US policies like tariffs are likely to have a limited direct impact on China equities’ earnings given they generate most (87% of MSCI China revenue) of their income domestically, says StanChart senior investment strategist Fook Hien Yap.
StanChart expects Beijing to unveil more stimulus in phases, likely starting with the upcoming Central Economic Work Conference, to offset the impact of potential US tariffs on China’s business and consumer confidence.
“However, we believe policymakers may prefer to calibrate the size of any stimulus after US policy details are unveiled, likely only after Trump’s inauguration. Furthermore, China is unlikely to rule out a negotiated outcome with the Trump administration,” adds Fook.
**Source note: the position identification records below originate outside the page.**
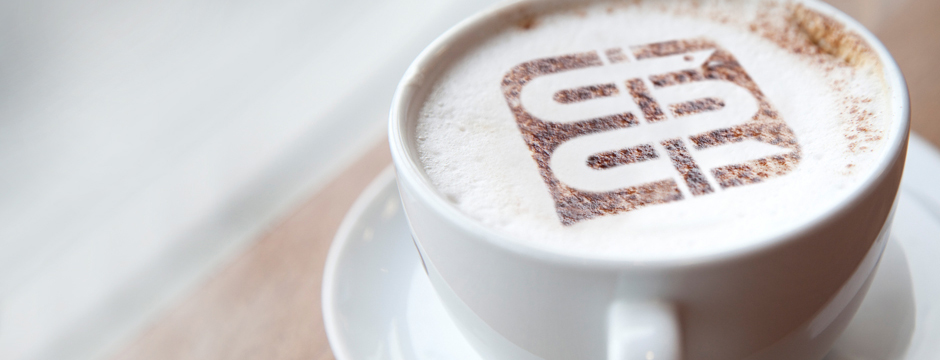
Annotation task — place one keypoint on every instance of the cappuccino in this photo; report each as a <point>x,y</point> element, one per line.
<point>655,129</point>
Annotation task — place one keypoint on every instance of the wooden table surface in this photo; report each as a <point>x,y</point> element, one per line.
<point>265,304</point>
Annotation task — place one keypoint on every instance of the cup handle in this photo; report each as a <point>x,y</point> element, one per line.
<point>643,331</point>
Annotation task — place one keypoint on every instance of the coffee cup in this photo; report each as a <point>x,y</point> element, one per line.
<point>783,288</point>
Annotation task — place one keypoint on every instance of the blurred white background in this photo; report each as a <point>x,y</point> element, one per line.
<point>144,142</point>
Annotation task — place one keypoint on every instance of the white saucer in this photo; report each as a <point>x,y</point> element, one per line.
<point>378,303</point>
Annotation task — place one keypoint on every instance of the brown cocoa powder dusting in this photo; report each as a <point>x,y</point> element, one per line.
<point>804,31</point>
<point>585,93</point>
<point>682,160</point>
<point>860,130</point>
<point>573,205</point>
<point>543,137</point>
<point>632,155</point>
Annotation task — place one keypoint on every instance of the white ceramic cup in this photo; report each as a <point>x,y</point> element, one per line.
<point>785,298</point>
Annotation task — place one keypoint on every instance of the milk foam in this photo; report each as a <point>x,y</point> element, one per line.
<point>475,155</point>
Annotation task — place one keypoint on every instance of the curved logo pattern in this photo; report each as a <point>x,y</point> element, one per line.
<point>706,126</point>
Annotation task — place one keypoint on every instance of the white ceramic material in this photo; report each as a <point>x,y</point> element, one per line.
<point>785,298</point>
<point>378,303</point>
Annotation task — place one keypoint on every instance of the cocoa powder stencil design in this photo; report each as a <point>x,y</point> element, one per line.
<point>679,104</point>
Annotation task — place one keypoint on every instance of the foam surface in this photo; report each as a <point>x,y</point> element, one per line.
<point>835,101</point>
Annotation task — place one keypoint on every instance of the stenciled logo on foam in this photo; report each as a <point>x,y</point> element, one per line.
<point>706,126</point>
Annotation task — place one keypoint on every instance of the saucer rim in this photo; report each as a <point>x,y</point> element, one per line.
<point>343,235</point>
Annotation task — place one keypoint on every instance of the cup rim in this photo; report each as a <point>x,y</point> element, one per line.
<point>409,169</point>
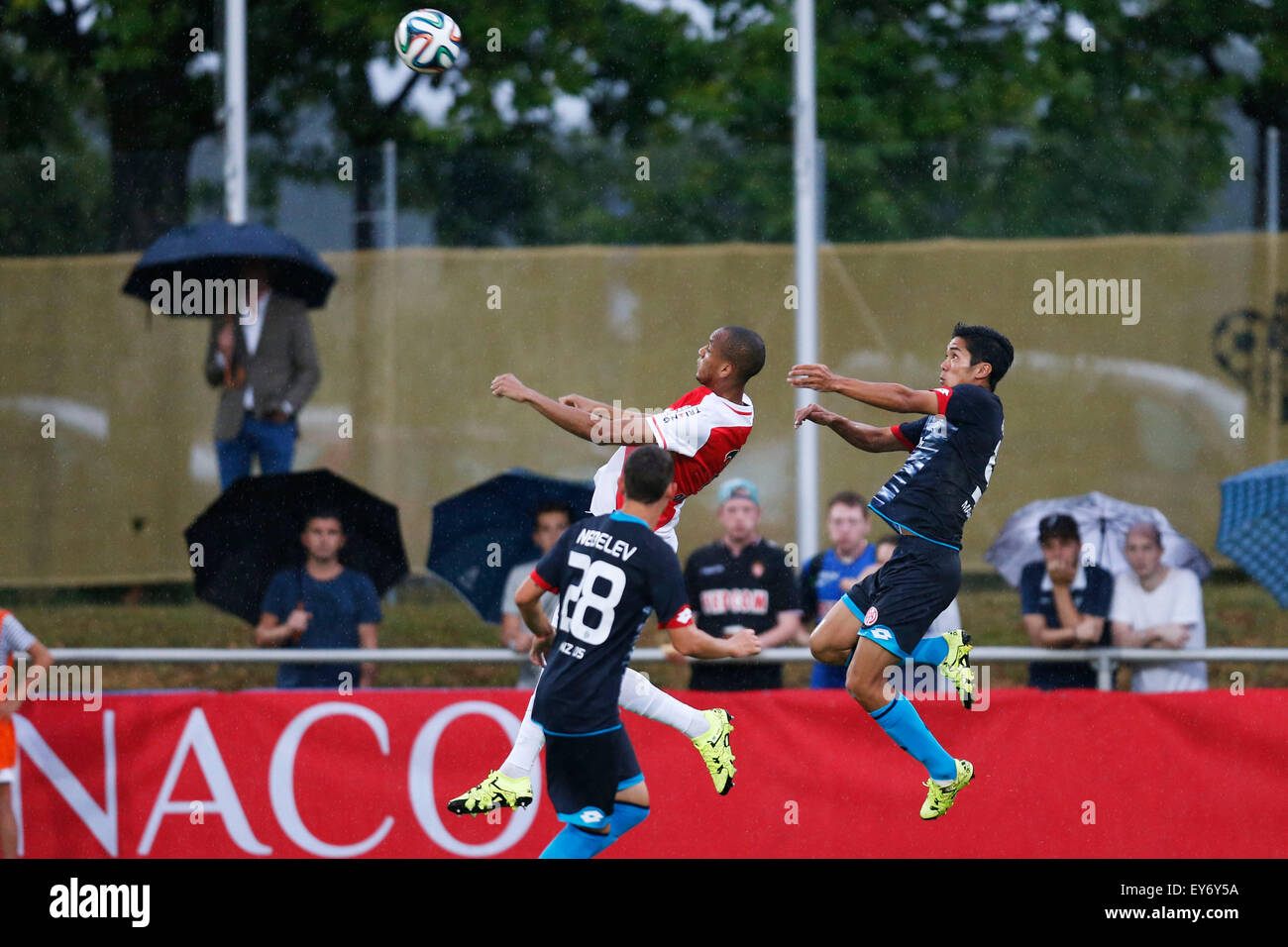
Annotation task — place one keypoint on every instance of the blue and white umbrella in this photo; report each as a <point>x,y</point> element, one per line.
<point>1254,526</point>
<point>1103,525</point>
StanChart favours the “non-financial, high dividend-paying state-owned enterprise sector” for its stable income and less exposure to properties. The bank also prefers the Hong Kong-listed technology sector for its strong cash flows, share buybacks and position as stimulus beneficiaries.
“We focus on non-financials sub-sector, which are less exposed to the troubled property sector; and the Hang Seng technology sector for a valuation re-rating when more policy stimulus is rolled out,” says Fook. “Companies in this sector also generate strong cash flows, which are used for share buybacks. This barbell approach would provide exposure to income stability along with higher beta gains when China unveils more stimulus.”